Oxford mourns loss of local student


photo courtesy of Elizabeth Hubbard

Crosses on the side of Old Sardis Road in memory of Walker Atkinson and his dog, Piper.

Kathleen Patton, Staff Writer

Students from both Oxford and Lafayette Schools as well as the Oxford community are mourning the loss of Lafayette Middle School student Walker Atkinson who was killed in a one-vehicle car accident on Sunday.

Between 6:30 and 7:00 p.m. on Sunday evening 14-year-old student Atkinson was killed driving towards Sardis when he ran off the road and crashed into a tree. The reason for him losing control of the car is still unknown, but is in the process of being looked into, according to The Oxford Eagle.

Atkinson, son of Doug and Brandall Atkinson, had just started 8th grade. To his classmates at Lafayette he was a symbol of happiness and made a smile appear on the faces of anyone who knew him. The youngest of four boys, Atkinson was always known to be right beside one of his brothers and looked up to them greatly.

“He was like everyone’s little brother,” Oxford High School sophomore Libby Bauer said.

Bauer who knew Atkinson through friends at Lafayette stated, “Even though he didn’t go to our school, he was still apart of our family.
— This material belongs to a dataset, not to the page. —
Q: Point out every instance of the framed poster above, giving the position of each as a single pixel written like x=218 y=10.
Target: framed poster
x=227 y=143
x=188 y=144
He was apart of our community and his death effects us all.”

Many students both at Lafayette and Oxford knew Atkinson as a true “country boy” who had an immense love for animals and farming, along with a passion for tractors. Even though he was not a student at Oxford High, he was still loved and known to many as an amazing, hilarious person who could make anyone smile with just one look. Elizabeth Hubbard, a junior at Lafayette High School, was friends with Atkinson and considered him to be a little brother. She too remarked on how kind he was and how he made everyone smile. According to Hubbard, Atkinson’s two favorite things were his dog, Piper, and tractors.
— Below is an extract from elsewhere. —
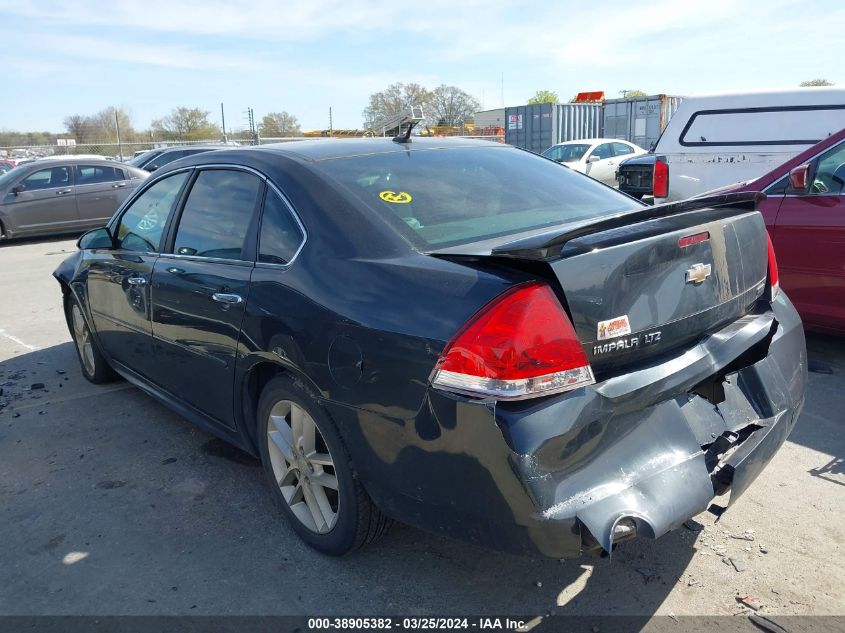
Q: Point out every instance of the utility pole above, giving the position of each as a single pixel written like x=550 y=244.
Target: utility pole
x=117 y=128
x=250 y=115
Gage Freeman, a 8th grader at Lafayette Middle School, was one of Atkinson’s best friends. The two were always getting into trouble and together, but Freeman remarked that Atkinson was always there for him.

“Anytime I needed someone, or something it was like I could pick up the phone and Walker was on the way. We were always in some kind of trouble together, but he always had my back,” Freeman said.
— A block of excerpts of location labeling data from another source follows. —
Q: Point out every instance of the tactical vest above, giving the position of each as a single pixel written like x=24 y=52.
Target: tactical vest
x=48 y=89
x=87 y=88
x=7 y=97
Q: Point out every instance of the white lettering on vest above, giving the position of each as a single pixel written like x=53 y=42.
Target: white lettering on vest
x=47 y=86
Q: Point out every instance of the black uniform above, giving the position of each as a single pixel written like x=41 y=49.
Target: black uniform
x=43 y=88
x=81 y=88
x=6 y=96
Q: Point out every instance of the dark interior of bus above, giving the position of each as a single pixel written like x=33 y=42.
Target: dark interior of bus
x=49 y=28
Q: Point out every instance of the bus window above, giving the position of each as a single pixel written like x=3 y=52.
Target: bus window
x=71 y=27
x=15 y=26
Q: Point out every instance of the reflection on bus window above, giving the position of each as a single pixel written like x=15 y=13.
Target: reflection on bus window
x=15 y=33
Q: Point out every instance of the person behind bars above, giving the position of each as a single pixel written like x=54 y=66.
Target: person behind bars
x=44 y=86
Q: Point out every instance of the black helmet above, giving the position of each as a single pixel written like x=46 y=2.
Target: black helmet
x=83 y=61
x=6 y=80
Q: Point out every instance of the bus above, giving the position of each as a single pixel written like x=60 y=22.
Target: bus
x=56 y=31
In memory of Atkinson and his kind persona, many students both at Oxford and Lafayette posted messages on social media relaying their sorrow for the family and telling stories of Atkinson and the joy that he brought and shared among many. Along with social media posts, some students from Lafayette, including one of his brothers, spent the night at the sight of the accident were two crosses were placed.

Atkinson’s dog, Piper, was also in the car with him when the accident occurred and as a result two crosses were placed on the side of the road. One commemorating Atkinson and the other commemorating his dog.

“His dog was his best friend. They were always together,” Hubbard said.

A visitation will be held to remember Atkinson today, August 31, from 4-7 P.M. at Waller Funeral Home.